MIT is Working on a Vaccine for PTSD
Researchers discovered a hormone that makes the brain more vulnerable to traumatic events.
At the Mission Gratitude event that was held in September to raise money for the Home Base Program, an organization that helps veterans and their families affected by combat or deployment-related stress and injuries like post traumatic stress disorder (PTSD), a soldier took the stage to talk about his experiences at war and with the “disorder.” He asked the crowd of more than 200 to “drop the D” because, he said, calling PTSD a “disorder” gives soldiers and other people affected another reason to not seek out help or open up about their trauma.
PTSD affects about 7.7 million American adults, including soldiers and victims of crimes, accidents, or natural disasters. MIT researcher Retsina Meyer says that about 40 to 50 percent of patients recover within five years, but the rest never get better. That’s why Meyer and her team are working to change that.
A little more than a decade ago, scientists discovered that a hormone called ghrelin enhances appetite. Dubbed the “hunger hormone,” ghrelin was quickly targeted by drug companies seeking treatments for obesity — but none have yet panned out. MIT neuroscientists, however, have discovered that ghrelin, released during chronic stress, can also make the brain more vulnerable to traumatic events, which MIT suggests may predispose people to PTSD.
Drugs that reduce ghrelin levels could help protect people who are at high risk for PTSD, such as soldiers serving in war, says Ki Goosens, an assistant professor of brain and cognitive sciences at MIT and a member of the McGovern Institute for Brain Research. Goosens is the senior author of a paper describing the findings in the journal Molecular Psychiatry. “Perhaps we could give people who are going to be deployed into an active combat zone a ghrelin vaccine before they go, so they will have a lower incidence of PTSD. That’s exciting because right now there’s nothing given to people to prevent PTSD,” she says. “When you have people with a history of stress who encounter a traumatic event, they are more likely to develop PTSD because that history of stress has altered something about their biology. They have an excessively strong memory of the traumatic event, and that is one of the things that drives their PTSD symptoms.”

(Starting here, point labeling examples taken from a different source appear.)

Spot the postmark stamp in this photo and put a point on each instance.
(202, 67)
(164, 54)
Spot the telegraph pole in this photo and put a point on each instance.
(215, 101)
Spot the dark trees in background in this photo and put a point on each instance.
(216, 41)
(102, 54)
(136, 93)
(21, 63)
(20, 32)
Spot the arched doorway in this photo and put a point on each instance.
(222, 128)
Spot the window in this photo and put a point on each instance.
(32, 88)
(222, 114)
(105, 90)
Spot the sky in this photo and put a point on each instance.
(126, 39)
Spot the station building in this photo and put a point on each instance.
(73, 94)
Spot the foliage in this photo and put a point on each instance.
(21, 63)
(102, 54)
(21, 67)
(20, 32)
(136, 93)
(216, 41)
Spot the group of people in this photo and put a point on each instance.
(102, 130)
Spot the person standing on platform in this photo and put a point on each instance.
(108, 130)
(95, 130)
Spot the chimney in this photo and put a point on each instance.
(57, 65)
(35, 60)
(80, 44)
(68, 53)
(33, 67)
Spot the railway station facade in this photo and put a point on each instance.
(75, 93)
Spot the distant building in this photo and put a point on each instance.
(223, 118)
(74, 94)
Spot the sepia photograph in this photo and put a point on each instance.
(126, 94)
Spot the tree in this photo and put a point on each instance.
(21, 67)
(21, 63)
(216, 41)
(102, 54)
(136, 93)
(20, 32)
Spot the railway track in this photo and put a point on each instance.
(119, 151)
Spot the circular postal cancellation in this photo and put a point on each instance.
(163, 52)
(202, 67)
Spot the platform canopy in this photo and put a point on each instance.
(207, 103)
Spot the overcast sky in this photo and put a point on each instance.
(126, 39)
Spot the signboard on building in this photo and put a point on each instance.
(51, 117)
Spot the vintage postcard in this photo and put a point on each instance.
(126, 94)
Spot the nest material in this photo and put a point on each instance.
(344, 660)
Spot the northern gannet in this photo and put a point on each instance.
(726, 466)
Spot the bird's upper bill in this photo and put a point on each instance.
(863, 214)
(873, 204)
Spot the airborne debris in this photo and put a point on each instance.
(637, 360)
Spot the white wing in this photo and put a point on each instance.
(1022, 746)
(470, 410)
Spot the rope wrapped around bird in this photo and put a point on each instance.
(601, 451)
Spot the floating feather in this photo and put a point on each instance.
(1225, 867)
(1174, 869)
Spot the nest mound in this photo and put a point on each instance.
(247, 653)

So how exactly can this help people with PTSD? Goosens tells Discovery:
“You would get a shot, and for a year it would lower your ghrelin levels,” said Ki Gossens, assistant professor of brain and cognitive sciences at MIT, and an author of the paper in the journal Molecular Psychiatry. “When you were deployed and exposed to the stress of combat, your ghrelin levels would go up and the vaccine would combat that. That should reduce the incidence of PTSD. Right now, we don’t have anything to prevent it.” When rats were exposed to chronic stress over a prolonged period, their circulating ghrelin and amygdalar growth hormone levels also went up, and fearful memories were encoded more strongly. This is similar to what the researchers believe happens in people who suffer from PTSD, she says.
Meyer says that the persistent elevation of ghrelin following trauma exposure could be one of the factors that maintain PTSD. “So, could you immediately reverse PTSD? Maybe not, but maybe the ghrelin could get damped down and these people could go through cognitive behavioral therapy, and over time, maybe we can reverse it,” she says.
Working with researchers at Massachusetts General Hospital, Goosens’ lab is now planning to study ghrelin levels in human patients suffering from anxiety and fear disorders. They are also planning a clinical trial of a drug that blocks ghrelin to see if it can prevent relapse of depression.